Canadian politician (1922–2020)

Frederick Thomas Mandeville (May 3, 1922 – April 7, 2020) was a politician from Alberta, Canada. He served in the Legislative Assembly of Alberta from 1967 to 1982 as a member of the Social Credit caucus both in government and in opposition. He was the last person to sit in the Alberta Legislature under the Social Credit banner.

==Political career==
Mandeville was born in Lethbridge, Alberta. He first ran in the 1967 Alberta general election; he won the electoral district of Bow Valley-Empress by 500 votes ahead of Coalition candidate Ben MacLeod to hold the district for the Social Credit party.

Bow Valley-Empress was abolished and Mandeville ran for a second term in the new electoral district of Bow Valley in the 1971 general election. He faced a straight fight against Progressive Conservative candidate Don Murray. Mandeville improved his margin of victory in the new electoral district to pick it up for Social Credit who became the official opposition after the Progressive Conservatives formed government.

Mandeville won his third term in office in the 1975 Alberta general election. His share of the vote dropped slightly but he held his seat comfortably even as almost all other Socred candidates went down to defeat. He defeated two other candidates to retain his seat.

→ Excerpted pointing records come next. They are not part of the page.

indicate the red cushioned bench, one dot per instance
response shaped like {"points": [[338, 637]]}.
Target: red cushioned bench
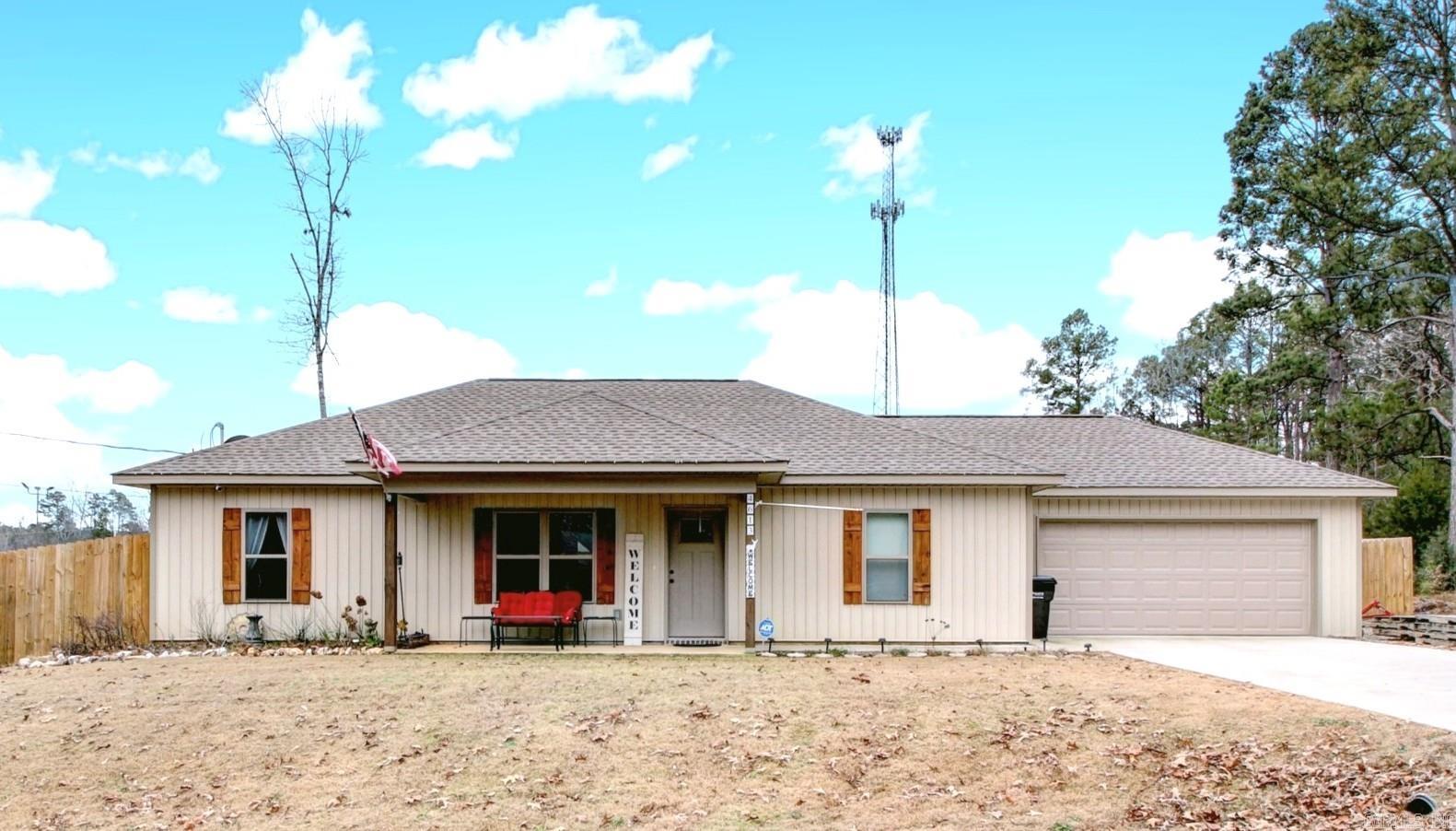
{"points": [[536, 610]]}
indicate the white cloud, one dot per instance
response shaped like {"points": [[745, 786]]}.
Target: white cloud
{"points": [[420, 354], [859, 158], [320, 77], [24, 185], [35, 393], [197, 304], [684, 298], [468, 147], [41, 255], [823, 344], [1165, 280], [125, 389], [669, 158], [52, 258], [604, 286], [578, 55], [197, 165]]}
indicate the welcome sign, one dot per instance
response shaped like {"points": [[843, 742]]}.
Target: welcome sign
{"points": [[632, 635]]}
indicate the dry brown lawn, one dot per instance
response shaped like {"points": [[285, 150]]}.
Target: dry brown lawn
{"points": [[583, 741]]}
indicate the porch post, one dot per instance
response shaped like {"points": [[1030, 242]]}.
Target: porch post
{"points": [[751, 578], [390, 571]]}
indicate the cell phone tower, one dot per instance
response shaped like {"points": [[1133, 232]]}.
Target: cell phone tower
{"points": [[887, 210]]}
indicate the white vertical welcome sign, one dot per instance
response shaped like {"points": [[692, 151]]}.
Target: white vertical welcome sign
{"points": [[751, 567], [632, 635]]}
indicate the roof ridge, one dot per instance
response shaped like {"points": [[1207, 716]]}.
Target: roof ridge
{"points": [[493, 419], [699, 431], [1000, 416], [1027, 464], [877, 419], [1139, 422]]}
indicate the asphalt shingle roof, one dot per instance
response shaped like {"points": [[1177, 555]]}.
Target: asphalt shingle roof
{"points": [[628, 421], [1115, 451]]}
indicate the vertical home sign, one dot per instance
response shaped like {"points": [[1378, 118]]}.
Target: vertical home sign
{"points": [[751, 571], [632, 614]]}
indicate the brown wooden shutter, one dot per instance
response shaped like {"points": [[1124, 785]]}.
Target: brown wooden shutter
{"points": [[483, 555], [854, 556], [302, 555], [606, 556], [232, 555], [920, 556]]}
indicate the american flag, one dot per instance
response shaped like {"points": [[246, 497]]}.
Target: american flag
{"points": [[378, 456]]}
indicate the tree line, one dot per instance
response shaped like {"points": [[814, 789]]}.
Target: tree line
{"points": [[1340, 235], [67, 519]]}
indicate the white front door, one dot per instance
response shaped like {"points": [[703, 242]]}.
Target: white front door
{"points": [[694, 578]]}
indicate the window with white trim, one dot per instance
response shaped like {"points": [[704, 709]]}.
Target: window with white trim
{"points": [[887, 556], [545, 549], [265, 556]]}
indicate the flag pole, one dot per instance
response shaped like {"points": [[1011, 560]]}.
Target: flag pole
{"points": [[393, 568]]}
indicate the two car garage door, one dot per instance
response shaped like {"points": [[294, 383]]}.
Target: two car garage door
{"points": [[1178, 578]]}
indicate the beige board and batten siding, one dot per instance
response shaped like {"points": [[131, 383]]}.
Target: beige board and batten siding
{"points": [[437, 539], [1335, 540], [187, 555], [980, 567]]}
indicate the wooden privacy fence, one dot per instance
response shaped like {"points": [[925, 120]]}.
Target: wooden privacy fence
{"points": [[1390, 574], [45, 590]]}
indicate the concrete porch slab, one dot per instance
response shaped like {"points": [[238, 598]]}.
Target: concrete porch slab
{"points": [[1413, 683], [584, 650]]}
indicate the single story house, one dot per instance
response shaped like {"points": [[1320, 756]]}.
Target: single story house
{"points": [[691, 509]]}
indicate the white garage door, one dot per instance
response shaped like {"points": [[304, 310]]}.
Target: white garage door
{"points": [[1178, 578]]}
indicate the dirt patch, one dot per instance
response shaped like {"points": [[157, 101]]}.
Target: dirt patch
{"points": [[545, 741]]}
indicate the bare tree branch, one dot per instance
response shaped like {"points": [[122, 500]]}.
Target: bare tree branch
{"points": [[320, 170]]}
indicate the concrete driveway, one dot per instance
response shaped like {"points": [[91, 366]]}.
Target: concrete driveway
{"points": [[1411, 683]]}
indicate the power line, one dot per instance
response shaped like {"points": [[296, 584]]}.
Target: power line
{"points": [[92, 443]]}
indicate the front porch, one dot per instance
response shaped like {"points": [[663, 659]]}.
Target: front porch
{"points": [[593, 650], [654, 567]]}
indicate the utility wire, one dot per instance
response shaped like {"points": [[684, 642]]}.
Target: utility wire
{"points": [[92, 443]]}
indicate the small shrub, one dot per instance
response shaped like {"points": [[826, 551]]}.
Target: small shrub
{"points": [[100, 633], [1438, 567], [205, 625]]}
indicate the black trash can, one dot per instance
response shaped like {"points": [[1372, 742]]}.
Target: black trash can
{"points": [[1042, 588]]}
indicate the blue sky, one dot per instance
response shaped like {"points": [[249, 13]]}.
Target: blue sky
{"points": [[1062, 156]]}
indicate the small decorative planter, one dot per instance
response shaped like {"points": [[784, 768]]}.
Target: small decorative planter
{"points": [[411, 640], [255, 630]]}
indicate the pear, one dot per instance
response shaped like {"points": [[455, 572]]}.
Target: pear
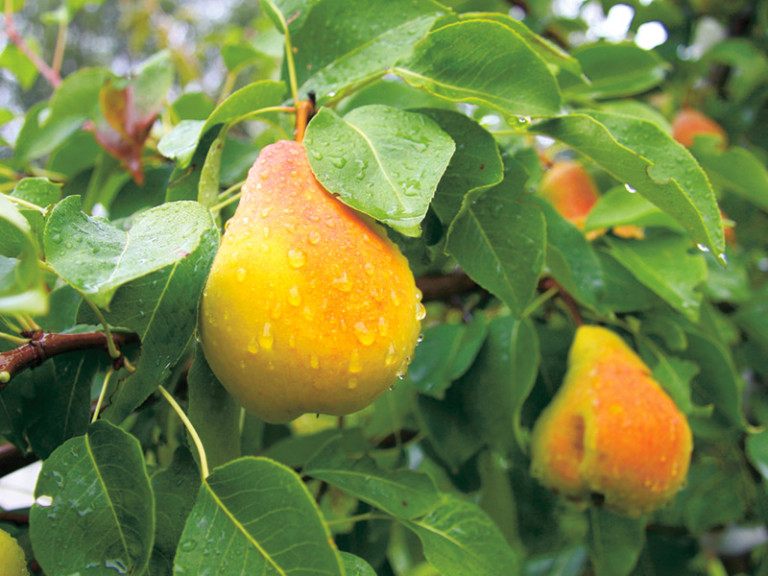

In the 1979 general election Mandeville won the largest share of votes of his career as he defeated three other candidates to keep his seat. During the session, former leader Robert Curtis Clark resigned, and two others, Raymond Speaker and Walt Buck, left the party to sit as independents shortly after the call of the 1982 general election, leaving Mandeville as the sole member of the once-proud party's caucus. Mandeville retired from the legislature at dissolution in 1982; he was the last person to sit in the Alberta Legislative Assembly under the Social Credit banner. He died on April 7, 2020.